First, the cluster distributions are nonconvex and widely distributed. They are particularly expansive in the vertical dimension. We have multiple peaks. This means lots of cluster members are going to be widely separated, with dilutes silhouette scores.
Second, we see more-localized clusters in the vicinity of our know "slum", Alexandra, Gauteng. This is the bright area bounded by about 28.08 and 28.1 𝘓 and -26.13 and 26.11 λ. Our imagery features appear to discriminate slum from non-slum areas.
Thirdly, our non-slum contours appear to be concentrated between about 28.02 and 28.07 𝘓. This seems to be the heart of the Johannesburg populated area. It seems that the
Population attribute is dominant in this region.

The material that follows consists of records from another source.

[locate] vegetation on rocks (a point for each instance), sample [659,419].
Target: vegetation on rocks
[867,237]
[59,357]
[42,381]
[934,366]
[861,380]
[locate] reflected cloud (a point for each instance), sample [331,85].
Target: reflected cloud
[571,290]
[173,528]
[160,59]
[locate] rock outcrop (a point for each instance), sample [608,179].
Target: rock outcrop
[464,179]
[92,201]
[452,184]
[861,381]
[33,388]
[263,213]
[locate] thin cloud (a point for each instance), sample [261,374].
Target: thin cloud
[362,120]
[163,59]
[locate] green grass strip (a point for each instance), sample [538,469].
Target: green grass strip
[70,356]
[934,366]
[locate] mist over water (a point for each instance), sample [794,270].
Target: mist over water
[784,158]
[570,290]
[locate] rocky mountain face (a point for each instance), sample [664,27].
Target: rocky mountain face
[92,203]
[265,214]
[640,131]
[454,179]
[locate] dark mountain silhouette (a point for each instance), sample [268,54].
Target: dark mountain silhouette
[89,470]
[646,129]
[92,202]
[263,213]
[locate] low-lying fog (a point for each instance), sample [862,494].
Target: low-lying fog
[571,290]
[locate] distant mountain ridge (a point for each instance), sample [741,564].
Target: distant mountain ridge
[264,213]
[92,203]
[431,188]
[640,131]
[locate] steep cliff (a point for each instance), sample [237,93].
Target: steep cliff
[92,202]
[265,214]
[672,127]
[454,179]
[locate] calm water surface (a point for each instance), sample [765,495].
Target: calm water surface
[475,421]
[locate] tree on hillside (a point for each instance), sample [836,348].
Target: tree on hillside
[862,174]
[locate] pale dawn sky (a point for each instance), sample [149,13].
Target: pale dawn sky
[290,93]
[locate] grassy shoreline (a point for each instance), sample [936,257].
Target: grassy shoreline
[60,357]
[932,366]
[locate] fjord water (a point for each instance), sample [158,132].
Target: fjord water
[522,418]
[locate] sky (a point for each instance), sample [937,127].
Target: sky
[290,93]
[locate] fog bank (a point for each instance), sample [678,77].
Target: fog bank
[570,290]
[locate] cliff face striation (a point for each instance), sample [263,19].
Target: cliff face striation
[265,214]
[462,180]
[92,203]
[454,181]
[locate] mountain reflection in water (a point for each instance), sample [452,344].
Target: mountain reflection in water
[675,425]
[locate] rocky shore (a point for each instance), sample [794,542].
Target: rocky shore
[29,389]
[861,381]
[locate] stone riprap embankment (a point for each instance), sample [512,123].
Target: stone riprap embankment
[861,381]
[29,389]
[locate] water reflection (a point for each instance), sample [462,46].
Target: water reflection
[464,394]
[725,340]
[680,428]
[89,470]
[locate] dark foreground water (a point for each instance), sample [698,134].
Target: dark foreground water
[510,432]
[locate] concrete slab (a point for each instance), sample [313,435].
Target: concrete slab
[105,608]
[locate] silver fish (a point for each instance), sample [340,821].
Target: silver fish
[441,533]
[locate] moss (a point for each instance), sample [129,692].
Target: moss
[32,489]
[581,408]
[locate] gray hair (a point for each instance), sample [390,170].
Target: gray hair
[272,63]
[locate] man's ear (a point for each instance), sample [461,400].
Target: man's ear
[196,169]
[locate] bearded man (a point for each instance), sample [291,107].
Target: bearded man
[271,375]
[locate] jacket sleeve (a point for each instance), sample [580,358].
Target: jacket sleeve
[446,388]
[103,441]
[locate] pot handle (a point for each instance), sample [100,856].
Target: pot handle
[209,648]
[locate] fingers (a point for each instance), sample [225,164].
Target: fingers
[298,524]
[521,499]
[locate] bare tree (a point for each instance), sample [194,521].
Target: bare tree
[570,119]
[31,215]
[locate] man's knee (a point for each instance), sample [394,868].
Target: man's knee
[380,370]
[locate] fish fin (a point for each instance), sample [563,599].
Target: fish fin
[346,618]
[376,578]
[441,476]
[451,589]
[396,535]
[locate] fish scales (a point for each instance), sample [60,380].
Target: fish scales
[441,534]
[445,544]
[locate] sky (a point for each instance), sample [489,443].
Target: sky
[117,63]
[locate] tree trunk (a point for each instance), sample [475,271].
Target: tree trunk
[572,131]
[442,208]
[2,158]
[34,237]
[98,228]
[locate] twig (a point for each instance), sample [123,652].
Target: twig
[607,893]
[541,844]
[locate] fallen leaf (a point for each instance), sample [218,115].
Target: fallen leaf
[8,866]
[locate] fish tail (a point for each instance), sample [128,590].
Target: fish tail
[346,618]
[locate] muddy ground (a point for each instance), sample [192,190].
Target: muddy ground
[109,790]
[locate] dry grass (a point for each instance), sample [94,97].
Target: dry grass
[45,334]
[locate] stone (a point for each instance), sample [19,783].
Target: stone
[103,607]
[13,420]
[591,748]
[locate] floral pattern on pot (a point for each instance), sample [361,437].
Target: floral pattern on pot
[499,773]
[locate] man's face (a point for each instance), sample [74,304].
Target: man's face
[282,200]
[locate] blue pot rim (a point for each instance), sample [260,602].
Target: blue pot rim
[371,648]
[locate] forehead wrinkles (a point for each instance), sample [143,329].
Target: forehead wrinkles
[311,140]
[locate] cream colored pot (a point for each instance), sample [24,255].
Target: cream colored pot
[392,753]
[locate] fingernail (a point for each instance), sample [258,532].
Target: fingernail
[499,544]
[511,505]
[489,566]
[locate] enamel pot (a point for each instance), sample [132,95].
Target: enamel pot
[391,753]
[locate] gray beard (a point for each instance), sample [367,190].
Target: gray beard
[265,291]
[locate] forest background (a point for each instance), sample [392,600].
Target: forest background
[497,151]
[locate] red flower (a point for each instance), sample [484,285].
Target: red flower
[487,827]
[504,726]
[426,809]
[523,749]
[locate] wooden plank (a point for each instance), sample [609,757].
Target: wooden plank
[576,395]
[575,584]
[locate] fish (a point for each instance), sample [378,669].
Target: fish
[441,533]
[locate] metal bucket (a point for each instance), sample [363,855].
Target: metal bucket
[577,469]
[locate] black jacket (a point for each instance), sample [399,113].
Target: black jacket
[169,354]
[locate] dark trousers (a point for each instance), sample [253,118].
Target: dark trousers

Figure 9 — Kernel-Density Estimate (KDE) plots
seaborn.kdeplot for nine selected clusters.
What this means in terms of our original objective of identifying slums? Figure 9 attempts to clarify this by overlaying contour plots of the distributions on an overhead image also containing administrative boundaries. The contours are simplifications of the KDE distributions in Figure 8.
For each cluster we calculate the Euclidian distance from its centroid. We draw two contour lines for each cluster. This gives the location of the peaks of distributions.
Figure 10 — Overlay of contour plots
matplotlib.pyplot.contour for selected clusters on Johannesburg, SA overhead image with administrative boundaries.
Conclusions and recommendations for further work.
The lack of real estate data makes it more difficult to identify slum areas but the idea of using satellite data to locate clusters of upmapped populations is promising.
If we wanted to refine this process, we could pay for access to the commerical real estate data mentioned above. The tricky thing with aerial image data is that we're only locating the structures of impoverished areas not necessarily the location of impoverished people.
In the United States, blighted areas are often populated with abandoned structures. Because people are strugging to survive, many populations also turn out to be highly transient and difficult to track down and contact. If the person who lives in impoverished conditions has a cell phone, it is usually a burner cell which is also difficult to track.
Since Facebook developed it's high resolution population density maps with the intent of helping out NGO's plan more effective interventions, perhaps Facebook can access it's geolocation user data within country to identify clusters of impoverished users with great precision.
Would people consent to being tracked in that manner? Would Facebook allow researchers and first responders to access its highly sensitive data? Maybe maybe not, but I contend that their data is the best and fastest way to locate transient impoverished populations so that aid workers can provide more effective assistance.
Professional Grade Imagery
One way we could attempt to improve the accuracy of our clustering algorithm is to use topagraphica imagery from a high quality source like United States Geological Survey or NASA which has a set of 1 meter resolution map images while Facebook has 30 meter.
This may or may not help with the performance of our model but it's worth exploring.